Only time will tell how "strong" her commitment truly is. 



cataclyst17 said:


> My question for you all - how does she go about gaining my trust? I can't think of any other way then for me to be controlling and I don't think that is the answer.
> 
> The damage is done, I am very torn but feel like I should see if she truly changes. Do I give it a time frame and see where we are at?
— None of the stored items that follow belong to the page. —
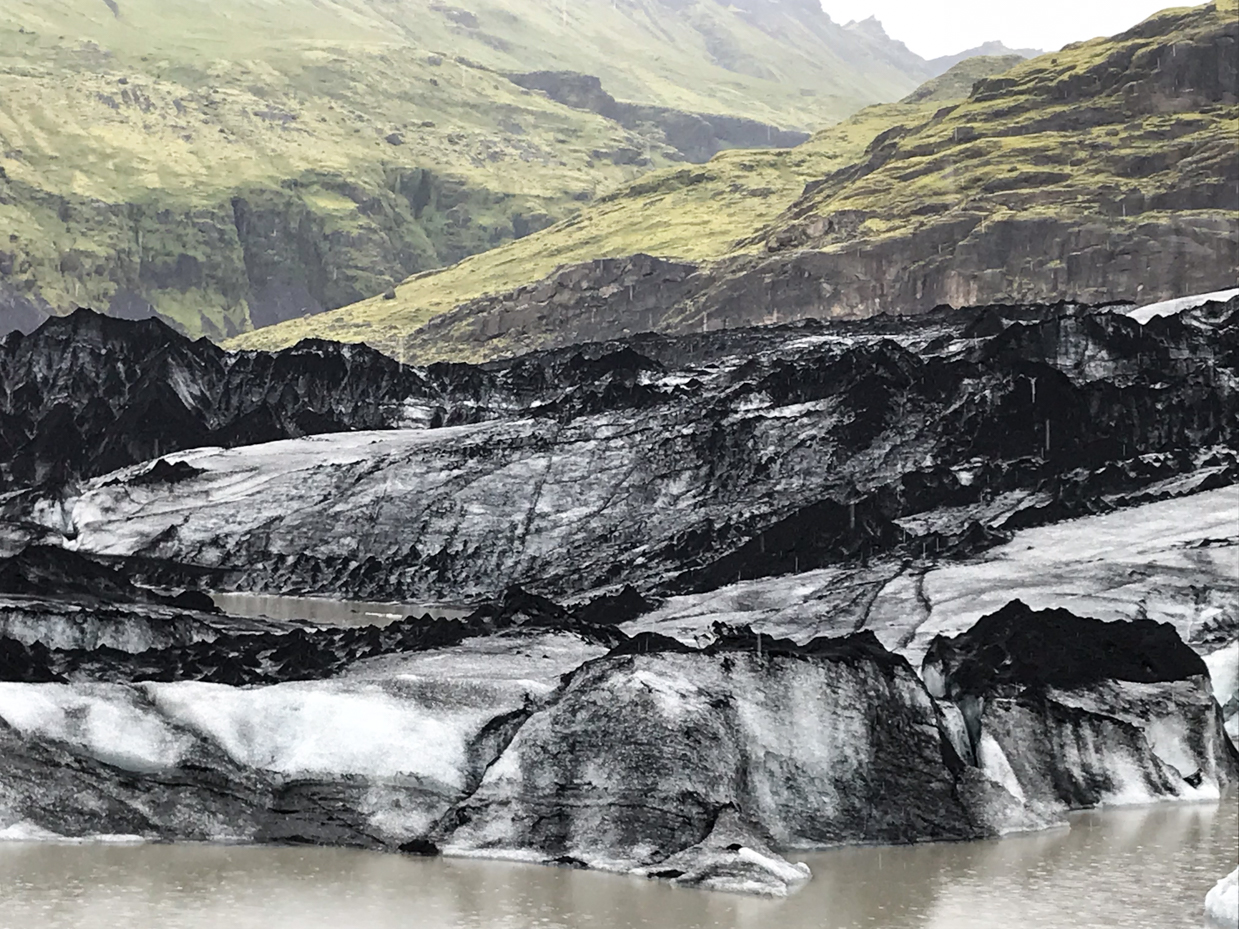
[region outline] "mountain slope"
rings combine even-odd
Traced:
[[[0,321],[90,304],[219,337],[341,306],[928,73],[798,0],[461,2],[4,4]]]
[[[1044,54],[1037,48],[1007,48],[1002,42],[982,42],[975,48],[965,49],[954,55],[942,55],[938,58],[930,58],[926,62],[929,69],[934,74],[942,74],[955,67],[961,61],[967,58],[976,58],[979,56],[998,56],[1006,57],[1008,55],[1016,55],[1020,58],[1036,58],[1038,55]]]
[[[561,266],[638,252],[688,262],[722,258],[738,239],[773,222],[805,185],[863,158],[875,135],[930,119],[949,94],[962,88],[960,95],[965,95],[978,78],[1010,63],[970,60],[922,85],[903,103],[866,107],[792,150],[724,152],[703,165],[651,172],[556,226],[415,276],[397,286],[392,299],[378,296],[258,329],[229,344],[273,348],[323,337],[374,341],[398,352],[401,334],[435,316],[487,294],[532,284]],[[450,346],[445,352],[444,357],[466,357],[453,354]]]
[[[1236,12],[1234,0],[1167,11],[1113,39],[982,80],[958,105],[879,113],[882,124],[866,126],[867,148],[812,178],[760,232],[730,227],[741,241],[723,257],[663,251],[656,241],[633,251],[675,263],[598,262],[537,286],[519,286],[525,281],[513,274],[512,289],[487,296],[453,291],[448,272],[398,289],[390,309],[360,304],[240,344],[329,334],[410,358],[477,359],[641,329],[915,313],[943,303],[1151,302],[1233,286]],[[815,144],[771,158],[811,170],[800,159]],[[748,153],[716,159],[758,161]],[[666,209],[651,202],[642,221],[671,229],[681,211],[672,198]],[[707,228],[713,241],[724,238],[721,224]],[[549,256],[561,235],[573,233],[546,230],[529,253]],[[498,269],[497,259],[487,256],[484,267]],[[439,283],[450,297],[436,304]],[[443,313],[458,297],[469,302]]]

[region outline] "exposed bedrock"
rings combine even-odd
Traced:
[[[625,129],[645,135],[661,134],[680,157],[699,164],[728,148],[792,148],[809,138],[807,132],[780,129],[755,119],[621,103],[592,74],[531,71],[509,74],[508,79],[520,87],[540,90],[565,106],[615,120]],[[635,150],[632,156],[644,158]]]
[[[1234,191],[1233,180],[1219,184],[1231,202]],[[831,251],[785,241],[775,254],[713,265],[642,254],[601,258],[463,303],[404,345],[412,357],[442,357],[436,344],[445,340],[449,357],[493,357],[643,331],[683,335],[772,321],[920,314],[943,305],[1048,303],[1064,295],[1096,304],[1151,302],[1233,287],[1234,223],[1195,215],[1186,205],[1168,208],[1183,212],[1155,222],[963,213],[912,238]],[[846,239],[848,221],[859,227],[867,218],[831,222]]]
[[[571,624],[514,592],[490,618],[515,625],[356,653],[316,680],[177,666],[0,684],[0,830],[442,850],[782,894],[808,877],[789,849],[1216,798],[1237,773],[1204,666],[1164,626],[1048,617],[1046,636],[1115,669],[1064,673],[1012,604],[935,645],[935,699],[870,633],[612,647],[539,625],[556,615]],[[96,650],[91,673],[118,656]]]

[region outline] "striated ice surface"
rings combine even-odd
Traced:
[[[1023,529],[957,562],[824,568],[671,597],[623,628],[685,642],[713,638],[715,622],[801,642],[872,629],[915,666],[934,636],[1018,598],[1033,609],[1169,622],[1189,643],[1208,641],[1239,628],[1236,513],[1239,486],[1224,487]],[[1219,656],[1219,671],[1232,654]]]
[[[349,666],[342,679],[472,680],[496,693],[515,695],[519,705],[525,695],[550,693],[564,674],[606,652],[568,633],[500,634],[466,639],[450,648],[366,658]]]
[[[329,682],[241,689],[148,684],[161,713],[239,764],[287,775],[412,775],[464,786],[469,738],[493,715],[378,684]]]
[[[1219,621],[1234,628],[1236,513],[1239,486],[1231,486],[1018,532],[927,573],[930,616],[903,648],[919,661],[933,636],[962,632],[1013,598],[1103,620],[1169,622],[1189,643]]]

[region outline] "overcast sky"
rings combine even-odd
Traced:
[[[952,55],[990,39],[1011,48],[1057,51],[1068,42],[1113,35],[1158,10],[1191,0],[822,0],[835,22],[876,16],[893,38],[925,58]]]

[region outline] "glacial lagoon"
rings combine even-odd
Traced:
[[[472,607],[463,604],[338,600],[230,591],[213,593],[211,599],[230,616],[294,620],[314,626],[386,626],[406,616],[463,619],[472,612]]]
[[[792,853],[770,900],[500,861],[308,847],[0,843],[0,929],[1204,929],[1239,798],[999,840]]]

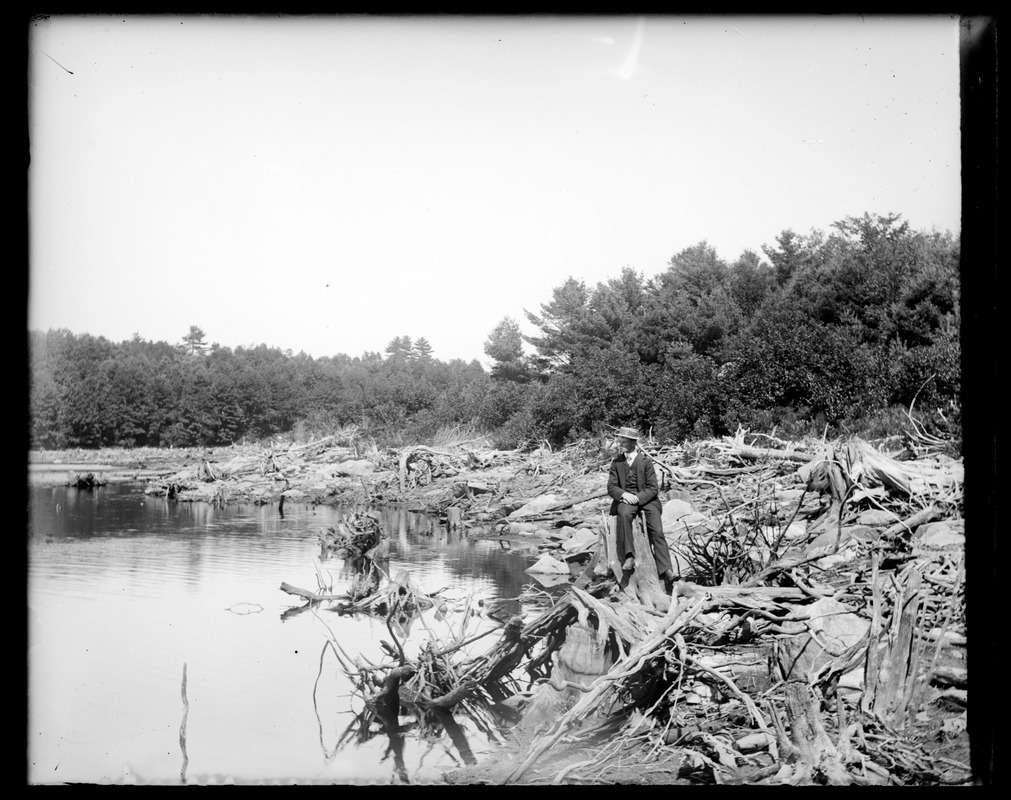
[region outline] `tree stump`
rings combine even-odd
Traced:
[[[830,786],[853,783],[842,754],[825,731],[818,702],[807,683],[787,682],[786,715],[790,737],[788,741],[780,742],[786,763],[777,774],[778,782]]]
[[[618,558],[618,534],[615,517],[601,514],[596,560],[594,574],[601,576],[610,571],[614,579],[621,583],[621,560]]]
[[[892,612],[887,649],[881,660],[877,680],[873,682],[874,712],[896,728],[901,728],[906,721],[906,684],[908,681],[917,680],[916,675],[910,674],[910,662],[913,633],[921,600],[921,581],[921,575],[917,570],[911,569],[907,573],[902,592],[896,598],[895,609]]]
[[[618,518],[608,517],[607,522],[608,541],[616,541]],[[653,557],[653,548],[646,536],[641,516],[636,517],[632,522],[632,544],[635,553],[635,570],[629,577],[628,584],[624,587],[625,591],[646,608],[667,613],[670,608],[670,595],[664,591],[660,575],[656,571],[656,559]],[[617,546],[615,546],[615,551],[617,551]],[[617,554],[615,554],[615,562],[617,562]],[[612,570],[613,568],[612,566]],[[620,572],[620,565],[618,565],[618,570]]]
I am not sure where to go from here.


You ask for complete and total transparency: all her passwords to all her accounts. You tell her to go no-contact with the security guard. Period. 

Don't buy into what she has apparently told you before. And please take a minute to seriously consider the advice you've been given here. You have WAAAAAYYYYYY too much mutual distrust, drama, and issues going on here. You think it's bad now? Heck, marriage will magnify the issues.

You asked for an opinion, so I'll give you mine: call off the engagement for now. Make sure you have access to all her data. Controlling? Heck, this woman lied out her wazoo about a number of things. People don't hide behind the bushes, so to speak, in a healthy marriage. All cards are out on the table.

Time to have her play her hand. You have every right to see the cards she was dealt. And f*** it if she calls you "controlling." Man up.


----------



## costa200 (Jun 27, 2012)

Asking relationship advice from your mother? :scratchhead:

I think that probably never ends well for thousands of reasons.


----------



## MattMatt (May 19, 2012)

cataclyst17 said:


> I have snooped before - and found that she had been talking with an ex that was entered in her phone as her friend Brittni...
> 
> When I confronted her on it, she twisted that arguement on me saying how I don't trust her - Which I don't...
> 
> ...


Is she playing you for an idiot? If so, that's not right.


----------



## The Middleman (Apr 30, 2012)

A lot of good advice here. At a minimum you MUST confront her! If you over look this you are setting yourself up for a life of misery.


----------



## SlowlyGettingWiser (Apr 7, 2012)

If you were MY son, this is what I would tell you...

My honest opinion is this:

1. Call off the wedding NOW.
2. STOP living together NOW; I believe this relationship has run its course, but even if it hasn't, you two NEED A BREAK, because:

You confronted her, and she lied.
So you gave her his phone number, and she lied.
So you gave her the details on the texts, and THEN (and ONLY THEN) did she tell the truth!
THEN, she tried to blame it on YOU (you're not paying enough attention to ME, so rather than discuss it/deal with it WITH YOU, I will go sulk and flirt with some OTHER guy who WILL pay attention to ME.)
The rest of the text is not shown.